28 As fases descritas a seguir não são constituem uma sequência lógica estanque, podendo haver – e

geralmente há – grande variabilidade de ocorrências em cada situação. Algumas fases podem até ser suprimidas e elas nem sempre estão interligadas entre si. O contexto, nesse sentido, é singular para delimitação dos meios e modos da desumanização.

Esses “instrumentos” mencionados por Hannah Arendt seriam o fruto de uma consideração unilateralmente totalitária do outro e consistira em qualquer ação que intente a destruição de massas que, graças ao constante crescimento populacional e a uma visão totalitária de mundo cada vez mais efetiva, vão se tornando supérfluas. E é justamente isto que visa qualquer discurso ou ato de desumanização: tornar minorias oprimidas “descartáveis” socialmente, a ponto de sua destruição inserir-se dentro de uma lógica de “naturalização do assassinato”.

Outra possível consequência da desumanização seria a própria banalização do mal, isto é, tornar o descarte cruel de seres humanos em algo corriqueiro e, por isso mesmo, quase imperceptível.

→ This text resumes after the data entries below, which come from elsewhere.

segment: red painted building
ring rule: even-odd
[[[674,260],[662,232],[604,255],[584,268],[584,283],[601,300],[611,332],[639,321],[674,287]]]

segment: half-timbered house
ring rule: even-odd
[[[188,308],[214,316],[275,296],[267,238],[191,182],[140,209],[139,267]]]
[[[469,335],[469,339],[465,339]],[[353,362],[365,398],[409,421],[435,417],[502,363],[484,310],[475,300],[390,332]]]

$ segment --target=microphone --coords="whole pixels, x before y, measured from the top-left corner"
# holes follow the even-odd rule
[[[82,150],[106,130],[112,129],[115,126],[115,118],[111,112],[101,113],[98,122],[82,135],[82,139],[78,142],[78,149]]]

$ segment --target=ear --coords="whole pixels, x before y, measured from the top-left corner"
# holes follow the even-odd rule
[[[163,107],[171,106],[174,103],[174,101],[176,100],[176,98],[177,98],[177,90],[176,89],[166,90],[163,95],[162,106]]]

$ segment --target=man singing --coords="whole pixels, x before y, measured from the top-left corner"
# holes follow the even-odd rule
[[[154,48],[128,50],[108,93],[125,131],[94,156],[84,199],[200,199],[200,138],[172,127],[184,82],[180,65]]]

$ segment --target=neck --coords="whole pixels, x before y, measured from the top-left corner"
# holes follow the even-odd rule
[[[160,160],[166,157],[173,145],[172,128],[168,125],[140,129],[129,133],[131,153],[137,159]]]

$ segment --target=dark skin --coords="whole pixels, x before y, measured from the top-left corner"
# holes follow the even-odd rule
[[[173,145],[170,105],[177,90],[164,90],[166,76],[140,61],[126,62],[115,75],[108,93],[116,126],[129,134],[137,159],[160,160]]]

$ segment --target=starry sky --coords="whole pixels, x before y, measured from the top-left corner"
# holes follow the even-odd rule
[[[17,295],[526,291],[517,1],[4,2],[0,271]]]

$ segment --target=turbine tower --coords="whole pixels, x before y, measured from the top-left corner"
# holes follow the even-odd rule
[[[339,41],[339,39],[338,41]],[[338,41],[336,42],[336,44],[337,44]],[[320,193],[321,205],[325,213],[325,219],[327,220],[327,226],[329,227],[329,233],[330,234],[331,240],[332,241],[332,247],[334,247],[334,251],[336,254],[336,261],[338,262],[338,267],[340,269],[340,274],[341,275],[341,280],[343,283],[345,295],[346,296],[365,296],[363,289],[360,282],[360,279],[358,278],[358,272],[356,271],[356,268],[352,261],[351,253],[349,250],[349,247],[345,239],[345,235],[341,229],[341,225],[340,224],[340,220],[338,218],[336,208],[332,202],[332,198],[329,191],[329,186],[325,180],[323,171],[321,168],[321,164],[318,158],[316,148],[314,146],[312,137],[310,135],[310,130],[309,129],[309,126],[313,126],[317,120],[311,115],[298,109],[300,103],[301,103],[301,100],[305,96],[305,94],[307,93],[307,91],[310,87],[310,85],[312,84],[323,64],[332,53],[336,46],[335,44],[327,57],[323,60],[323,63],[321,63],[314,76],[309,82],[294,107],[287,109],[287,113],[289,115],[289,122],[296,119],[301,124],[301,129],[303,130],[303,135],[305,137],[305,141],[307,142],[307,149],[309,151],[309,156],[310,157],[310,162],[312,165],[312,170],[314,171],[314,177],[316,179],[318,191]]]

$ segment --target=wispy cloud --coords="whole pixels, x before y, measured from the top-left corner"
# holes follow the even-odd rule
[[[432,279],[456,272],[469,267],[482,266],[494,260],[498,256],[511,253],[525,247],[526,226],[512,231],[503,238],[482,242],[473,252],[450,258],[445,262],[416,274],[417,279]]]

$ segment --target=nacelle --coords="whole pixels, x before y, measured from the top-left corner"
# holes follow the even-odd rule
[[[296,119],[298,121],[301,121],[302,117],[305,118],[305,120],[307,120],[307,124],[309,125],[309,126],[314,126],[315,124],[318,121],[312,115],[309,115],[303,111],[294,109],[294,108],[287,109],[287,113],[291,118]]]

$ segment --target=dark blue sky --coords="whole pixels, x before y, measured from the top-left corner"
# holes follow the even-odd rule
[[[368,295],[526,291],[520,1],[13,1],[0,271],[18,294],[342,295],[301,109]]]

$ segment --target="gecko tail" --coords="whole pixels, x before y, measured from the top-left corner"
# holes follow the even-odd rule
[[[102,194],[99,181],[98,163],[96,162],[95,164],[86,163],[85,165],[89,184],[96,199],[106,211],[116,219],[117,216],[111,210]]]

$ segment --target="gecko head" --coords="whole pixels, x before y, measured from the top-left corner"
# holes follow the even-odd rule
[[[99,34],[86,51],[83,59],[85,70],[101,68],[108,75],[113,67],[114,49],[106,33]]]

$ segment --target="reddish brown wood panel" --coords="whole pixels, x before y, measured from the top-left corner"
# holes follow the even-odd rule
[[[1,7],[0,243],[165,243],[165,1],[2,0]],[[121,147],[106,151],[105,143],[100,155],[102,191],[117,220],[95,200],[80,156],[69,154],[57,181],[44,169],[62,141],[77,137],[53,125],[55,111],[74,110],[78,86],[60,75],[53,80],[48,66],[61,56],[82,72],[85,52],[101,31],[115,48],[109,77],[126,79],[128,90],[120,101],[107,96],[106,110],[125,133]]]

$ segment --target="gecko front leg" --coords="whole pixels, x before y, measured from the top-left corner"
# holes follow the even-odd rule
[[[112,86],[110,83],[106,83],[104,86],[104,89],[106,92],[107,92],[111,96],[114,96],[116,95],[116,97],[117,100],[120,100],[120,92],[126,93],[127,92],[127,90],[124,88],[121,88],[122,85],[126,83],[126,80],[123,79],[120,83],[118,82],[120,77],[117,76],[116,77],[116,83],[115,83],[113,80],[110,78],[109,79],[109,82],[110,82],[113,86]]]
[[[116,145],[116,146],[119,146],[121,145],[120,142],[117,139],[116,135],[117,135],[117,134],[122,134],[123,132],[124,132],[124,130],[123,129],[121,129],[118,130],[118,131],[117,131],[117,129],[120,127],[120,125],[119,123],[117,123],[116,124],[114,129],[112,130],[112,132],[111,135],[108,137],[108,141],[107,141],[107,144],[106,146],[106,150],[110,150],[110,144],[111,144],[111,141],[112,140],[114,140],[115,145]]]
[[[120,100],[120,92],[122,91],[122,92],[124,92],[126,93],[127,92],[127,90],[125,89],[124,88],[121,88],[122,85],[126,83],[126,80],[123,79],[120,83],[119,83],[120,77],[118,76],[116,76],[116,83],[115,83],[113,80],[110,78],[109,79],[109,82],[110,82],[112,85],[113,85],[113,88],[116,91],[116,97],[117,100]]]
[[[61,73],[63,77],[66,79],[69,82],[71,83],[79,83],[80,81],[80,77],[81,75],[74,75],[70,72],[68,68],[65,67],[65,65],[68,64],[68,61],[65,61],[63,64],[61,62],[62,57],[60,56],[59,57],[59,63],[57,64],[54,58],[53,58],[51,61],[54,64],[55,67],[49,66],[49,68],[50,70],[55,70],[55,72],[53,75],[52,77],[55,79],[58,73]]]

A expressão “banalidade do mal” foi utilizada incialmente por Hannah Arendt (2004, p. 15) e, para ela,

a banalidade do mal não era uma teoria ou doutrina, mas significava a natureza factual do mal perpetrado por um ser humano incapaz de pensar – por alguém que nunca pensou no que estava fazendo, quer na sua carreira como oficial da Gestapo encarregado do transporte dos/as judeus/judias, quer como prisioneiro no banco dos réus.

Hannah Arendt, assim, acreditava que a incapacidade de alguns/algumas homens/mulheres de refletir sobre suas próprias ações poderia desembocar na destruição do outro. Isso porque aquele que não pensa sobre o que faz provavelmente tende a tornar-se um “dente de engrenagem”, ou seja, alguém que se dedique ao máximo em cumprir ordens (para o bom funcionamento da estrutura a qual se está inserido) à revelia de qualquer avaliação moral, independentemente de que tipo de ação que as referidas ordens exigem que sejam cumpridas. (Cf. ARENDT, 2004, p. 106 – 108 e 122).

A referida pensadora aplicava esses conceitos aos oficiais nazistas que tentavam justificar suas ações afirmando estarem “cumprindo ordens”. No entanto, na avaliação dela, esses oficiais – sendo Eichmann provavelmente o mais emblemático – se desumanizaram a si mesmos ao se recusarem a efetivar aquilo que é a atividade mais propriamente humana: o pensamento. Ora, aqui vemos uma curiosa inversão: não seriam as vítimas as desumanizadas pelos/as opressores/as?